Biraz onunla oynadıktan sonra mutfağa giderek birşeyler hazırlamaya başladım. Her geldiklerinde elleri dolu geliyorlardı zaten. Benim hiçbir şey yapmama izin vermiyorlardı. Ama bugün kızımın izin verdiğince bir ıslak kek bir de kısır yaptım.

Yanına koymak için bisküvi falan vardı. Daha fazla birşey yapamadan kapı çaldı. Kapıyı açtığımda hızla kollarını bana sardı. Ben de gülerek kollarımı beline doladım.

"Hoşgeldiniz." dedim Hülya'nın kolları arasından ayrıldığımda.
"Hoşbulduk yenge." diye karışıklık verdi Barış.

Bu zor günlerde hep yanımda olmuştu. Artık onu Toprak'ın arkadaşı olarak değil kardeş olarak görüyordum.
Hülya ise onun çok sevdiği karısıydı. Barış kendiyle birlikte bir kardeş daha kazandırmıştı bana.

Elindeki bir dolu poşeti kapının girişine bırakıp "Aden nerede?" diye sordu.
Her geldiklerinde bir sürü şey alıp geliyorlardı. Aden'i şımartan çoktu.

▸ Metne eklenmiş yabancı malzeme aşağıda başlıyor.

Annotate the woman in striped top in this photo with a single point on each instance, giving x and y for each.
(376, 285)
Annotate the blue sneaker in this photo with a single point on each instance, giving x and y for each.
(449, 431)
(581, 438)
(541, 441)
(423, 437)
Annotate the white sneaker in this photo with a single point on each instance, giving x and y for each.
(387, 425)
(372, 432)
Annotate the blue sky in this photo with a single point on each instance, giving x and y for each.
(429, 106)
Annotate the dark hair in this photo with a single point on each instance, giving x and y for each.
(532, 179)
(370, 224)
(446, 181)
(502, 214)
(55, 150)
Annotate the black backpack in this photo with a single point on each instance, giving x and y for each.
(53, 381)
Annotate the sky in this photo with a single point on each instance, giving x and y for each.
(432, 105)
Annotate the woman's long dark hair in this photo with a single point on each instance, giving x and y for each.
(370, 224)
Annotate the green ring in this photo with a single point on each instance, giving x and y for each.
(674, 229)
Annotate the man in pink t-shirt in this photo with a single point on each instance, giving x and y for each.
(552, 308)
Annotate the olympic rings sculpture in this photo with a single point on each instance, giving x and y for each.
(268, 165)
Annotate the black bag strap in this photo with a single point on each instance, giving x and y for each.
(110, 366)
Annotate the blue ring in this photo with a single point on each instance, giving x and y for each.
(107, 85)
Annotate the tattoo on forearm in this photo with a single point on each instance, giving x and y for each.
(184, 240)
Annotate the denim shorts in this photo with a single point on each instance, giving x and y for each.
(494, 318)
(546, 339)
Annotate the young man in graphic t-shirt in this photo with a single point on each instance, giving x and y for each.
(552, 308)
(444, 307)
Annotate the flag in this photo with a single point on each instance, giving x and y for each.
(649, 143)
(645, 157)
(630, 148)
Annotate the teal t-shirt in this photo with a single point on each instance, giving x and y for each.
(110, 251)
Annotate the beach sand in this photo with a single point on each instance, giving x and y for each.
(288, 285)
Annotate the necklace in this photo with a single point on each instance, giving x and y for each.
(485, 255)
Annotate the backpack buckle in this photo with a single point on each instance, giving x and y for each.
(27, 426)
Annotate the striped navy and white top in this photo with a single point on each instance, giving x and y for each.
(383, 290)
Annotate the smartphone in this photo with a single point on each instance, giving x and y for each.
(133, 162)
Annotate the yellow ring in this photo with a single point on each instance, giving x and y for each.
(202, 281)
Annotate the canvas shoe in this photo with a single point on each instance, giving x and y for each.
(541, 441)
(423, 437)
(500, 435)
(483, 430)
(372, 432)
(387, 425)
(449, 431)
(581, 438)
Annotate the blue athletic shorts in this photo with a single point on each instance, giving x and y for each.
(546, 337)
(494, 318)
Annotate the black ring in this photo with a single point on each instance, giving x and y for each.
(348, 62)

Sürekli arayıp ihtiyacım olup olmadığını soruyordu. Sık sık uğrayıp bizi kontrol ediyorlardı. Toprak'ın gerçek bir dostu olduğunu her seferinde kanıtlıyordu.

Benim aldıkları şeylere söyleneceğimi anladığında sorduğu soruyu es geçip hızla salona geçti.

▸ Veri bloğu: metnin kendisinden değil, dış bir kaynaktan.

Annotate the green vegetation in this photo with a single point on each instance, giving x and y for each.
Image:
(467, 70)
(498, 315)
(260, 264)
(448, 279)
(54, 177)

Aden'le büyük buluşmalarının sesi gelirken biz de Hülya ile mutfağa geçtik.

Yaptığım şeylerden yiyerek bir süre sohbet ettik. Ardından onları salonda bırakıp kahve yapmak için mutfağa geçtim.

Peşimden gelen Hülya gülerek eliyle arkasını gösterdi. "Barış' la atçılık oynuyorlar."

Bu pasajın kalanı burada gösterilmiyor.